Kintsugi es una palabra japonesa que significa «reparar con oro». Las piezas de algo roto podrían ser los instrumentos y la voz de Irene, que ha ganado en fuerza, suena más decidida, jugándosela. Vaciándose, reluce como un destello entre las grietas de esa reparación. El silencio es peor, ella lo sabe.
La banda suena redonda en este single. Unas guitarras incontestables, algo a lo que nos tienen acostumbrados Mira Polar, suenan a rock del de siempre, fresco, natural, contundente con la cambiante batería. Pero esta vez la voz de Irene se ha sumado a esa fuerza, a ese abrazo que no reniega de sus cicatrices para la reconstrucción.
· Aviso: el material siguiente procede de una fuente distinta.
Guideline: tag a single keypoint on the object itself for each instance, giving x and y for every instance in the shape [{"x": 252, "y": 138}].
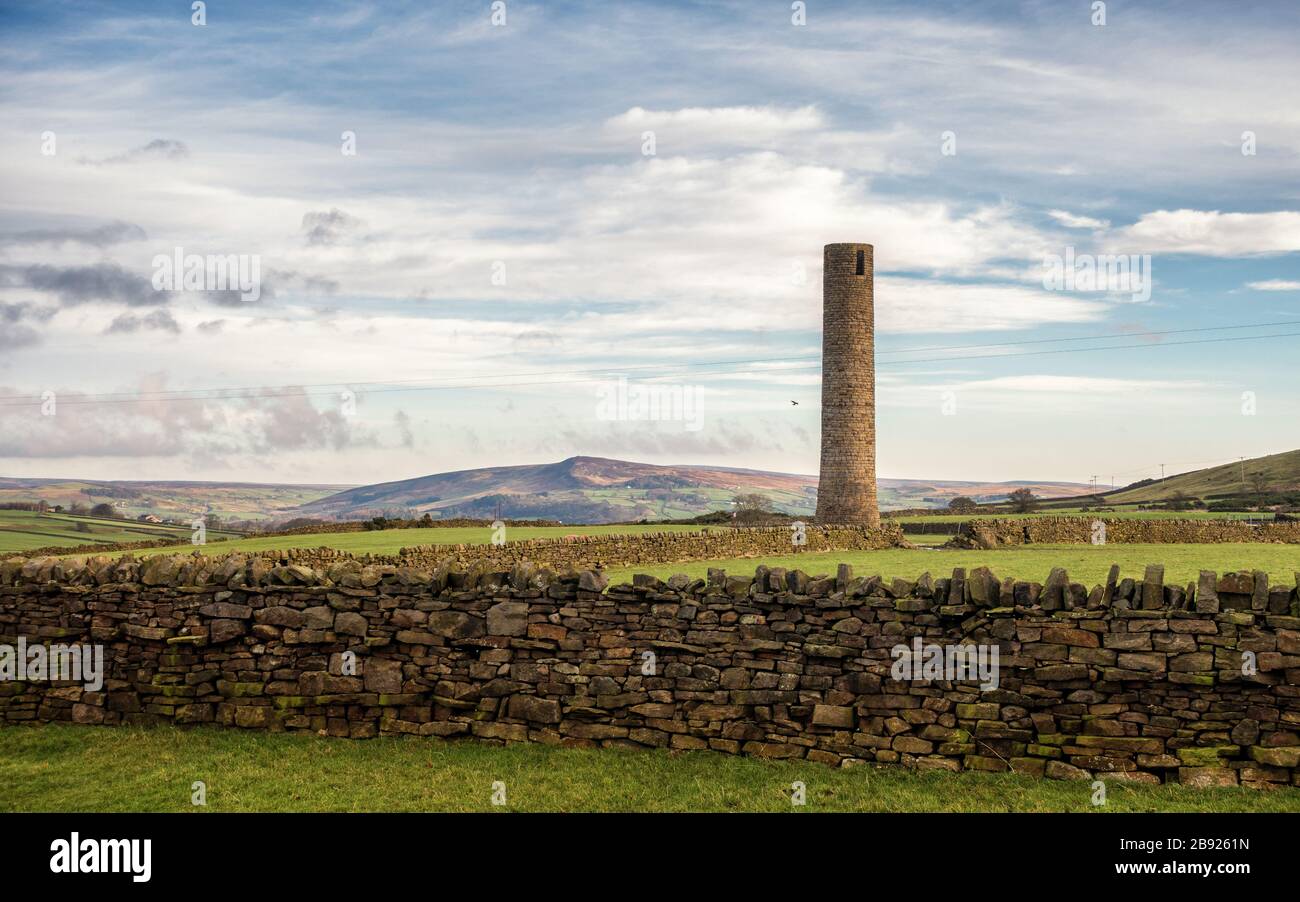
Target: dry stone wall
[
  {"x": 1132, "y": 680},
  {"x": 618, "y": 550},
  {"x": 1125, "y": 530}
]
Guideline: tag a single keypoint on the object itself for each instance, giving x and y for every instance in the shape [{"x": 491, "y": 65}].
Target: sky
[{"x": 475, "y": 226}]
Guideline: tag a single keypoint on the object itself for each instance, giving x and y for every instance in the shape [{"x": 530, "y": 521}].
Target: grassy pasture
[
  {"x": 56, "y": 767},
  {"x": 1118, "y": 514},
  {"x": 1086, "y": 563},
  {"x": 22, "y": 530},
  {"x": 390, "y": 541}
]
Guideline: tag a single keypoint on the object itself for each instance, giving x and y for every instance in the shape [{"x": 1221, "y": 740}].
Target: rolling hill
[
  {"x": 180, "y": 501},
  {"x": 1275, "y": 472},
  {"x": 602, "y": 490}
]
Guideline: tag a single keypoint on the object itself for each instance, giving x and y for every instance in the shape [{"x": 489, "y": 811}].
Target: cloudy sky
[{"x": 466, "y": 230}]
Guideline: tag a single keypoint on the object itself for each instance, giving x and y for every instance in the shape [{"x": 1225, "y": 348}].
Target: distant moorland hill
[
  {"x": 1270, "y": 475},
  {"x": 605, "y": 490}
]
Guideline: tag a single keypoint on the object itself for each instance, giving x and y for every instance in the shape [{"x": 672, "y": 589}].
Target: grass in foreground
[
  {"x": 57, "y": 767},
  {"x": 1086, "y": 563},
  {"x": 390, "y": 541}
]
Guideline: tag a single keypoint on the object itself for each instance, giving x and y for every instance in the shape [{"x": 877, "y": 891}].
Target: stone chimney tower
[{"x": 846, "y": 484}]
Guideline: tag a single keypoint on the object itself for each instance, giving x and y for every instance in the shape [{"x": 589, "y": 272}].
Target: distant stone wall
[
  {"x": 1125, "y": 530},
  {"x": 619, "y": 550},
  {"x": 1130, "y": 680}
]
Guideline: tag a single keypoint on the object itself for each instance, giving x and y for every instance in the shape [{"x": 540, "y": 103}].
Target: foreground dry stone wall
[
  {"x": 1123, "y": 530},
  {"x": 1132, "y": 680}
]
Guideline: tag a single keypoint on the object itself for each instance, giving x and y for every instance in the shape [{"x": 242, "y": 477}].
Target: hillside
[
  {"x": 603, "y": 490},
  {"x": 178, "y": 501},
  {"x": 24, "y": 530},
  {"x": 1279, "y": 472}
]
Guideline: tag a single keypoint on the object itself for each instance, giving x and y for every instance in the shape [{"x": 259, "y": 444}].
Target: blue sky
[{"x": 519, "y": 150}]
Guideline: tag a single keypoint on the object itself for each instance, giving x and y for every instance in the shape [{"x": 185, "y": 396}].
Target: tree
[{"x": 1022, "y": 501}]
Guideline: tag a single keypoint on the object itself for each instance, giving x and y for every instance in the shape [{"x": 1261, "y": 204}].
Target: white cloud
[
  {"x": 1210, "y": 233},
  {"x": 1074, "y": 221},
  {"x": 1274, "y": 285}
]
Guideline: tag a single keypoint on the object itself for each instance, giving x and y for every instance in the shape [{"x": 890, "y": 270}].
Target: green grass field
[
  {"x": 22, "y": 530},
  {"x": 390, "y": 541},
  {"x": 1086, "y": 563},
  {"x": 1118, "y": 514},
  {"x": 116, "y": 768}
]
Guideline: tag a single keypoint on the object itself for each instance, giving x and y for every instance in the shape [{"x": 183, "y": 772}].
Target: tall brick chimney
[{"x": 846, "y": 484}]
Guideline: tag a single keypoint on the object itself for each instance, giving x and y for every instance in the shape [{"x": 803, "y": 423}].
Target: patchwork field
[
  {"x": 122, "y": 768},
  {"x": 22, "y": 530}
]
Cuando el corazón se rompe, ese hilo de oro simula la unión de sus partes. Oro irrigado en las venas ramificadas como aceptación de una imperfección que denuncia la polaridad del bien y el mal. Somos personas, vulnerables, imperfectas buscando un sentido a nuestras vidas.
Termina la melodía con un ritmo pesado, decidido, lento pero seguro y en una sola dirección. Hacia delante pase lo que pase. Unos pasos que agrietan el suelo cuando avanzan.
Nadie se rompe por el mismo sitio, ni se repara de la misma forma. No hay dos Kintsugis iguales. ¿Cuál es el tuyo?